Kemal Kılıçdaroğlu’nun 11 Mayıs günü TOBB Genel Kurul’unda yaptığı konuşma bir anda ülke gündemine oturdu. Kılıçdaroğlu yaptığı konuşmada öncelikle laiklik konusuna değindi. TOBB’u laikliği sahiplenmediği için şu sözlerle eleştirdi: "Laiklik Anayasa'dan çıkarılmalıdır, diyor. Niye itiraz etmiyorsunuz? Sizin ünvanınızın başında Türkiye yok mu? Türkiye Odalar ve Borsalar Birliği değil mi? Laiklik din ve vicdan özgürlüğü değil mi? Bir kişi kalkacak, TBMM Başkanı kalkacak, konuşacak. 'Laiklik Anayasa'dan çıkarılmalıdır' diyecek, kusura bakmayın ama TÜSİAD kadar yürekli olamadınız. Bunu kabul edemiyorum". Her yerde çocuğunu öven ebeveynler misali TÜSİAD’ı övdükten sonra  sözlerine ‘’Bir kişi konuşacak, Türkiye susacak. Bir kişi konuşacak, hâkim ona göre karar verecek. Bir kişi konuşacak, ona göre milletvekili listeleri hazırlanacak. Böyle bir başkanlık sistemini kan dökmeden bu ülkede gerçekleştiremezsiniz. Açık ve net" diyerek devam etti. Tayyip Erdoğan ATO Congresium’da gerçekleştirilen ‘Türk Siyasi Tarihinde Yerli ve Milli İrade’ programında yaptığı konuşmada bu sözlere “Kan dökmek diktatörlerin, zalimlerin, katillerin bazen de meczupların işidir.“ diyerek cevap verdi.

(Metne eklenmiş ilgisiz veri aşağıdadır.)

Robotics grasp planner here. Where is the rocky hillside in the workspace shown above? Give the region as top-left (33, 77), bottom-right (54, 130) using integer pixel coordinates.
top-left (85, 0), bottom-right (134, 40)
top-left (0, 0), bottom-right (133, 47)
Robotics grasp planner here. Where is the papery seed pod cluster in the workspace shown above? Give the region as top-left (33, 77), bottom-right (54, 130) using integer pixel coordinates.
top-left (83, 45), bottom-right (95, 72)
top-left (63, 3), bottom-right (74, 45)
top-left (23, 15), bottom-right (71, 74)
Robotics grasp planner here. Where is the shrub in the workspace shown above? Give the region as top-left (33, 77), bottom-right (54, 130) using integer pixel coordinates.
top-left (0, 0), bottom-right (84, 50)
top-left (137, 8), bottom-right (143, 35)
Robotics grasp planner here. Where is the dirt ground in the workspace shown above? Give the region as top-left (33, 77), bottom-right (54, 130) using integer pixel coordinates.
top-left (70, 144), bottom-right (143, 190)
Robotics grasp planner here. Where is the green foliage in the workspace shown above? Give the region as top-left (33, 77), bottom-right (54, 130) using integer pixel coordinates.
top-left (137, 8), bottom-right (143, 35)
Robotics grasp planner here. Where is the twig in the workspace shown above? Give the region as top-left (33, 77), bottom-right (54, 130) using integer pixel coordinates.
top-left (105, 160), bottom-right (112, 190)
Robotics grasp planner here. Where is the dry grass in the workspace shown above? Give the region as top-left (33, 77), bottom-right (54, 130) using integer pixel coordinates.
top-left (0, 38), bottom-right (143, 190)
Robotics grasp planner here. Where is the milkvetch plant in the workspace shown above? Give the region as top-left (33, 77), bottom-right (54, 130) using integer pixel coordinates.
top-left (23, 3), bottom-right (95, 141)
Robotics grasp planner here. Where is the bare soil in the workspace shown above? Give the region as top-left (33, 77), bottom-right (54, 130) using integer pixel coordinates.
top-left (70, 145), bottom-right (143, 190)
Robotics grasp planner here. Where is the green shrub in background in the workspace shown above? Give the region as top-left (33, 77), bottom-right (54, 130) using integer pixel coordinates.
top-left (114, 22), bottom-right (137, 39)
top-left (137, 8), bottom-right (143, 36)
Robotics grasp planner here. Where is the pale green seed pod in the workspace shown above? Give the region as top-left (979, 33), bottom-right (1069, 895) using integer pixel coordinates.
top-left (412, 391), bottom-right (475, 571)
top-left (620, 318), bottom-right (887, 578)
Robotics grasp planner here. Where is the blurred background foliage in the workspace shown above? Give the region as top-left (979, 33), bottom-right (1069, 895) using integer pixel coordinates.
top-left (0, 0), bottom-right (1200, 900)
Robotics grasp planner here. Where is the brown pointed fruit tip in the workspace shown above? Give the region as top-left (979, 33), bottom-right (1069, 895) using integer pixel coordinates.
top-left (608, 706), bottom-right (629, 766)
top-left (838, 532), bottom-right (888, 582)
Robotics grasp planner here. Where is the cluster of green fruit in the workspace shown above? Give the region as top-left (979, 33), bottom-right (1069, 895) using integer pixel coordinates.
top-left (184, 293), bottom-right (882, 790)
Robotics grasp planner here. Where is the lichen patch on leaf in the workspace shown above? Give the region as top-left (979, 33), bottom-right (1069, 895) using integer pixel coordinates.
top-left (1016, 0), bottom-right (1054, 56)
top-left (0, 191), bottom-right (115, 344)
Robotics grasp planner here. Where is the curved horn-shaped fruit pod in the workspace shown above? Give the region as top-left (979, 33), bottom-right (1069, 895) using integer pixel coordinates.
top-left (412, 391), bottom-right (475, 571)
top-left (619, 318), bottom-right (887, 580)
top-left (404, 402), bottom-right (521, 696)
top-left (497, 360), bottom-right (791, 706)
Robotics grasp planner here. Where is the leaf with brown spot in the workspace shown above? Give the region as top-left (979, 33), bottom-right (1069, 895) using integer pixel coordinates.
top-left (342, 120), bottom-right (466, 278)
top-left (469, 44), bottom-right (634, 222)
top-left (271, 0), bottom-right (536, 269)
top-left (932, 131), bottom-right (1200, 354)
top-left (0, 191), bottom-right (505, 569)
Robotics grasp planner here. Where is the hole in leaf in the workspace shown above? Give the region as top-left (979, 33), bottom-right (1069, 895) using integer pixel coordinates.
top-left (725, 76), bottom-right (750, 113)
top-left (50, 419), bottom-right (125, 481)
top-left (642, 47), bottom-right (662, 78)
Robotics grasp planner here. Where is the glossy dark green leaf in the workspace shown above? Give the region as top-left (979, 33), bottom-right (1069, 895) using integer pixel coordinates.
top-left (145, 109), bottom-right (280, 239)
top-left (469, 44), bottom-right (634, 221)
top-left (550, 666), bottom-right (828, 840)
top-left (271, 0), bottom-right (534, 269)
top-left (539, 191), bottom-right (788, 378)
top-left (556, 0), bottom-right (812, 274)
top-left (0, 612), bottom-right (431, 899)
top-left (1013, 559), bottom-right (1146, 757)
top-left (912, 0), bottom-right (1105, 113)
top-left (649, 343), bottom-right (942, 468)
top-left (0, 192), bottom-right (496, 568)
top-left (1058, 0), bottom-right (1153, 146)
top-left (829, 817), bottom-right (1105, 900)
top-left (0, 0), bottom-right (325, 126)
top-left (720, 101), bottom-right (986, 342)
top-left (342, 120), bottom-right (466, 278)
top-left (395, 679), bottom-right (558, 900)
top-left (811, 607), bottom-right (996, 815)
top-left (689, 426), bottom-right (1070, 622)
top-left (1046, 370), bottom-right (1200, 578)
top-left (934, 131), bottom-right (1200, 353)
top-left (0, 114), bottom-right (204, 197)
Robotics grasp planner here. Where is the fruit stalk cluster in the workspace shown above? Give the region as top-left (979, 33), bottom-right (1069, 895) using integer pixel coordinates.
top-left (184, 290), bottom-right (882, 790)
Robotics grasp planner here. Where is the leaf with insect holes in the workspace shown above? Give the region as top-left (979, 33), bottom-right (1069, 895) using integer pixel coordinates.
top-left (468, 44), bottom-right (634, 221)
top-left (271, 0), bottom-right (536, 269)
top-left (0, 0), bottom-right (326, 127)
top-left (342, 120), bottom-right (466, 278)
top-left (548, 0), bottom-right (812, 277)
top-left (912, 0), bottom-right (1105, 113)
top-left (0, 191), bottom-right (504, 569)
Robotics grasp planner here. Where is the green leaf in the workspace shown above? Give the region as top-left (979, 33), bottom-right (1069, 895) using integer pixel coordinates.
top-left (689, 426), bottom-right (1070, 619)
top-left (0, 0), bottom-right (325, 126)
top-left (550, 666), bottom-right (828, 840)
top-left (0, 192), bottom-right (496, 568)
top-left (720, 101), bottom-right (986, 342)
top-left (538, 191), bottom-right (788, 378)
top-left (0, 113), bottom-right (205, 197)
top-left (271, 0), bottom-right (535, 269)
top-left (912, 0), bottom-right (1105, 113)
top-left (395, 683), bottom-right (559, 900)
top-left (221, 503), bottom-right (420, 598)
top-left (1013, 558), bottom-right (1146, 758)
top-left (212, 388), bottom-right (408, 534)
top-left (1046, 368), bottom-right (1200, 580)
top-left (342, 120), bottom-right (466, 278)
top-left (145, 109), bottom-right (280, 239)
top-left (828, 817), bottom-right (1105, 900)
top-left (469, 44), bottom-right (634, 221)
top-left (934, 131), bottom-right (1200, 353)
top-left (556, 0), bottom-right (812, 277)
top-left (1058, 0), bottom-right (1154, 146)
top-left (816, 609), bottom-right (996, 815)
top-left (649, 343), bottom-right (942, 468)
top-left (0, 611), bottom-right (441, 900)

Gerçek gazetesinde Davutoğlu azledildikten sonra yayınlanan ‘İstibdat rejimine doğru bir adım daha’ başlıklı yazıda biz bu konuya değinmiştik: ‘’Erdoğan, 7 Haziran sonrasında meclisi feshedip 1 Kasım seçimlerini dayatırken ülkeyi yangın yerine çevirmekten geri durmamıştı. Öyle görünüyor ki kendini başkan yaptırmak üzere yaptığı hamleler çok daha kanlı ve çalkantılı bir süreç başlatabilir.’’ (http://gercekgazetesi.net/gundemdekiler/istibdat-rejimine-dogru-bir-adim-daha)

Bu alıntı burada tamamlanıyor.